Yats’ permanent closing happened shortly after the Jan. 8 announcement that Promenade West would be added to the 2020-2021 housing option in replace of the Uptown East apartments, however the restaurant’s closure was not related to this announcement.

The fate of the Yats space is uncertain. In an email to The Torch, University Spokesperson Nicole Niemi stated, “Valparaiso University does not own the Promenade buildings. Valpo leases certain housing units and spaces for classrooms and clinics. The owners of the Promenade property own and lease the space formerly rented to Yats as well as the BBQ restaurant.”

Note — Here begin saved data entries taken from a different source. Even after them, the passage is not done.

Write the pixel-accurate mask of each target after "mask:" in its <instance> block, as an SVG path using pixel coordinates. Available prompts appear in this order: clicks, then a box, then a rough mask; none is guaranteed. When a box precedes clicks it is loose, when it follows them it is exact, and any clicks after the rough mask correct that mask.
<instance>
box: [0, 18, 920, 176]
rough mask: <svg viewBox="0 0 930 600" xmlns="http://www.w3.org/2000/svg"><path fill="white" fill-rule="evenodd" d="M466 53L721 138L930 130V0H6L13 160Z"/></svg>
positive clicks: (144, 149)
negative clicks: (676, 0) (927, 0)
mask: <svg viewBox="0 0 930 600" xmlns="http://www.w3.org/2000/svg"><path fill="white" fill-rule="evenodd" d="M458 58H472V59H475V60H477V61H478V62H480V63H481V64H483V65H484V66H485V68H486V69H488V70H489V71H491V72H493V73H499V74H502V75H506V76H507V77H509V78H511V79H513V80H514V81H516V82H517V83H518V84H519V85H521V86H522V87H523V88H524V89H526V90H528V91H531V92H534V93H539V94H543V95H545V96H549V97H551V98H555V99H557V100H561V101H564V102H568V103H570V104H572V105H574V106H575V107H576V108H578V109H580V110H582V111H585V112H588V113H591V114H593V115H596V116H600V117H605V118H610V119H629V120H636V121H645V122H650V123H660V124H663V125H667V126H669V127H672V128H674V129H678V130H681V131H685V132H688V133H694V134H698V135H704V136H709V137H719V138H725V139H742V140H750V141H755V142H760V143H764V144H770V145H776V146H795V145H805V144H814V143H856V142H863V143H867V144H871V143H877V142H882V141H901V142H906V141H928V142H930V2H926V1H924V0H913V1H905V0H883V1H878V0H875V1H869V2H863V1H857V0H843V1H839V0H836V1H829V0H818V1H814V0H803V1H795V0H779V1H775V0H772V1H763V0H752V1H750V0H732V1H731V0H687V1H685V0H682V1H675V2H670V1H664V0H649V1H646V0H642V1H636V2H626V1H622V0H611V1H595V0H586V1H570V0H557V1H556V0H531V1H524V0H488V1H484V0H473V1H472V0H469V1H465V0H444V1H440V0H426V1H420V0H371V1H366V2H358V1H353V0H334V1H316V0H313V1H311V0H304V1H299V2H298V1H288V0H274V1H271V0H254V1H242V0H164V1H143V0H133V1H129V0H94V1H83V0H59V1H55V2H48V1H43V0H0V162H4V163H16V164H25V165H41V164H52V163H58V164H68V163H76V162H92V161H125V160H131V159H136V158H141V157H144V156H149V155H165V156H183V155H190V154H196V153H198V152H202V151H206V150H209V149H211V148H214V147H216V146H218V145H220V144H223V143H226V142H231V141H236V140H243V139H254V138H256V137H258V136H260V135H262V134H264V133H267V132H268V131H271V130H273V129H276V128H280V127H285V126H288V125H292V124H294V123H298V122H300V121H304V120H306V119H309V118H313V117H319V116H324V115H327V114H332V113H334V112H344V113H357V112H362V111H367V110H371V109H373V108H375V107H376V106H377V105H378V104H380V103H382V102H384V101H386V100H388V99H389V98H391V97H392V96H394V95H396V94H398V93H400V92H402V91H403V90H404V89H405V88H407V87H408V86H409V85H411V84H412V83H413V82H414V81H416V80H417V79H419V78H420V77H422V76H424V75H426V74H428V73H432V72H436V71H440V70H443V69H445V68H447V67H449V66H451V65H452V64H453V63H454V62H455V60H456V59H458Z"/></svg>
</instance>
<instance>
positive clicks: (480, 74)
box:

Pedersen states the closure is permanent.

“I’m sorry to leave but it’s just something that I’m just basically simplifying my life. It’s just overwhelming to have five businesses. After a certain age you’re like ok I need to tone it down after having a family.”

Leading up to its closure, Yats ran special deals for customers to get their final cajun fix.  On Jan. 28, the restaurant had their popular Jambalaya available for the whole day. The staff also made extra Half and Half étouffées and bread for people to enjoy.

Now the space lies empty, and people can only reflect on what Yats was. 

“There aren’t a lot of restaurants of that style, especially not near campus so it was fun to have that nearby,” Campbell said.

Only time will tell what becomes of the former restaurant.